Pour pallier ces manques, les fintechs et mobile money sont de puissants leviers qui permettent aujourd’hui l’essor de nombreux secteurs économiques. L’e-shopping et les réseaux sociaux deviennent ainsi les vecteurs les plus importants pour booster la demande en matière de mode de luxe. Le développement des systèmes de transactions en ligne est tellement rapide que plusieurs États ont commencé à légiférer pour codifier et régler la concurrence. C’est le cas par exemple du Ghana, où le parlement a adopté une taxe de 1,75% appliquée à toutes les transactions supérieures à 12 euros. C’est également le cas au Cameroun, où une taxe de 0,2% perçue sur les opérations de mobile money à été approuvée le mois dernier, déchaînant une vague de protestations de la part des consommateurs.

Dans ce contexte, Birimian Ventures apporte son aide aux entrepreneurs africains de la mode et du luxe, par le biais d’un programme de mentorat et d’accompagnement stratégique et opérationnel des start-up, en tenant constamment compte du développement exponentiel des nouvelles méthodes de paiement et de la fintech.

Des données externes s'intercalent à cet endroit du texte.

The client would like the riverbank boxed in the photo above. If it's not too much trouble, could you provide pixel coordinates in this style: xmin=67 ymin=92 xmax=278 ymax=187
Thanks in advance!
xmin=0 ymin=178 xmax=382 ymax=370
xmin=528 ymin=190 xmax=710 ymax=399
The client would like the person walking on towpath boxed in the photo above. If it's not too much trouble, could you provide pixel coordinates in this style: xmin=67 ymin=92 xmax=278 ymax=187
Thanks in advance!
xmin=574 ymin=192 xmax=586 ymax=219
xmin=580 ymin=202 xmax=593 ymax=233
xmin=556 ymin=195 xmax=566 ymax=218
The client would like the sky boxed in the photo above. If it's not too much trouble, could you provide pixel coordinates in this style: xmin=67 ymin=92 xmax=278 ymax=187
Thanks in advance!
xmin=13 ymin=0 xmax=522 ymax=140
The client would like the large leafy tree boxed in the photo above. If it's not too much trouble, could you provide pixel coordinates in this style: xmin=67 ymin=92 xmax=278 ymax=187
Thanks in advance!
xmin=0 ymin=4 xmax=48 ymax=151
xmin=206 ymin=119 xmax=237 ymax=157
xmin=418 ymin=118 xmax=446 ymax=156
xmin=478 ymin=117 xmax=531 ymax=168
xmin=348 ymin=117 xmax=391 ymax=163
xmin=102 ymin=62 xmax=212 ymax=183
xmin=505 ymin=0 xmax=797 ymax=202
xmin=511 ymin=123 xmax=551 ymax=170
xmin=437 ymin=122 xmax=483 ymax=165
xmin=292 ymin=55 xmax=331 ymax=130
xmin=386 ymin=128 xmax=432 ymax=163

Éviter que le savoir-faire africain profite aux grands groupes étrangers

Laureen Kouassi Olsson, femme d’affaires de grande renommée en Afrique, est à la tête de Birimian Ventures (Ferdi.fr)

Le nom de Birimian, adopté par sa fondatrice, est d’ailleurs riche de sens. Il vient de la région de l’Afrique de l’Ouest célèbre pour ses mines d’or et ses pierres précieuses. C’est de là que sont extraits un grand nombre de diamants. Malgré le fait que la moitié de la production mondiale provienne d’Afrique, les revenus qui découlent de l’activité des pierres précieuses pour les Africains sont très faibles. Laureen Kouassi Olsson ne souhaite pas que le même sort touche les nouvelles entreprises liées à la mode et au luxe qui se. Une multitude de talents, de créativité et de savoir-faire qui aurait pu encore une fois devenir l’objet d’investissements étrangers, décuplant les profits en écartant l’économie locale, pénalisée par le manque d’accès au capital, par les limites des réseaux de distribution et par la faiblesse dans l’organisation productive.

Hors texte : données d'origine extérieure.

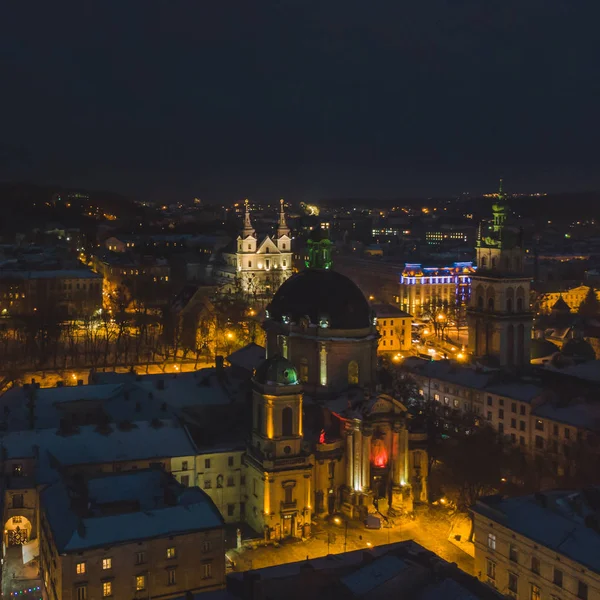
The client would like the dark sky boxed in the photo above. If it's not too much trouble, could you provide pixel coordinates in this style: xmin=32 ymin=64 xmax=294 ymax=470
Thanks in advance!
xmin=1 ymin=1 xmax=599 ymax=202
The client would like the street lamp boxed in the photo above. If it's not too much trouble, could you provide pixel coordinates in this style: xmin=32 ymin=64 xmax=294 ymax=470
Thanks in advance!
xmin=333 ymin=516 xmax=348 ymax=553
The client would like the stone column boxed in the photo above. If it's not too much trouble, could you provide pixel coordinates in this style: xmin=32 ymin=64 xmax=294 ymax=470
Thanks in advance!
xmin=346 ymin=428 xmax=354 ymax=488
xmin=319 ymin=342 xmax=328 ymax=387
xmin=361 ymin=424 xmax=373 ymax=491
xmin=353 ymin=424 xmax=362 ymax=492
xmin=391 ymin=422 xmax=402 ymax=487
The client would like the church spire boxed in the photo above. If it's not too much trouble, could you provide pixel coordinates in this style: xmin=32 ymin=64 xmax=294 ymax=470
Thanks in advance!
xmin=242 ymin=199 xmax=255 ymax=238
xmin=277 ymin=198 xmax=290 ymax=238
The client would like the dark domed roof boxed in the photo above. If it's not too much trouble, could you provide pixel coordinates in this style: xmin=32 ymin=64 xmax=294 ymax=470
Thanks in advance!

L’objectif de Birimian Ventures est de sortir de cette spirale et de mettre les entreprises africaines sur le devant de la scène, en tissant des liens avec de partenaires stratégiques, comme la société européenne de gestion d’actifs Trail. Parallèlement, elle a lancé un programme de développement avec l’Institut français de la mode (IFM), voué au soutien annuel de quelques marques sélectionnées parmi les maisons émergentes et de la diaspora.

Les marques africaines montantes

La marque originaire du Ghana, Christie Brown (Mwafrika Concept)

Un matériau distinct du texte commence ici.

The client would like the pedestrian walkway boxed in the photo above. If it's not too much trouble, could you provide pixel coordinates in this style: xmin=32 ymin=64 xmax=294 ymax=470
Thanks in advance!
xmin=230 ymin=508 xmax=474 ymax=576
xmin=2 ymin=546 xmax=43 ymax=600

Parmi les jeunes marques qui se distinguent dans la galaxie Birimian Ventures, il y a Christie Brown, originaire du Ghana. Cette marque de prêt-à-porter a obtenu une reconnaissance internationale grâce à sa collaboration avec des stars aussi célèbres qu’Alica Keys ou Beyoncé. On retrouve également Loza Maleomhbo, étoile montante du stylisme africain, originaire de la Côte d’Ivoire et classée au septième rang des trente jeunes entrepreneurs les plus prometteurs, par Forbes Afrique.

Remarquable aussi le travail de la jeune société Mille Collines, marque de mode née de l’idée d’une couturière de Kigali et aujourd’hui développée au Rwanda, au Kenya et en Afrique du Sud.

Les marques qui utilisent les savoir-faire traditionnels sont nombreuses. C’est le cas de Post-Imperial (Nigeria), qui utilise une ancienne technique de teinture à la main inventée par le peuple Yoruba, originaire du sud-ouest du Nigeria. Un autre label nigérian, This is Us, puise également dans la tradition nationale et utilise du coton local, le Funtua, qu’il teint à la main dans les fosses de teintures séculaires de Kofar Mata dans la ville de Kano.

Mille Collines est une marque de mode développée au Rwanda, au Kenya et en Afrique du Sud (Afrodyssée)

La société d’investissement fondée par Laureen Kouassi Olsson permet aussi à des talents originaires d’Afrique de revenir dans leurs pays pour continuer leur aventure entrepreneuriale commencée à l’étranger: c’est le cas de Shekudo, une marque de chaussures née en Australie et aujourd’hui installée à Lagos au Nigeria. La designer Akudo Iheakanwa espère ainsi pouvoir contribuer à développer l’économie locale tout en mettant en valeur le savoir-faire de l’artisanat nigérien.

Dans un horizon à cinq ans, Birimian Ventures vise la constitution d’un portefeuille de 20 à 30 maisons de luxe et marques premium. En ce qui concerne la phase de l'incubation, le ticket d'entrée prévu varie entre 30 000 dollars et 70 000 dollars. Pour la phase successive de l'accélération Birimian prévoit entre 80 000 dollars et 500 000 dollars et au stade du capital croissance, le chiffre peut se situer entre 500 000 dollars à 3 millions de dollars.

Si le secteur du luxe ne pèse aujourd’hui que 2,5 milliards d'euros sur l’ensemble des pays africains – bien loin des records de la Chine – le continent voit le développement d’une élite ultraconnectée, principalement au Nigeria, en Afrique du Sud, ou encore au Ghana. Ces mégapoles africaines, destinées à devenir les nouveaux pôles d’attractions pour les marques de luxe traditionnelles européennes, elles sont surtout le tremplin exceptionnel des nouvelles étoiles montantes africaines.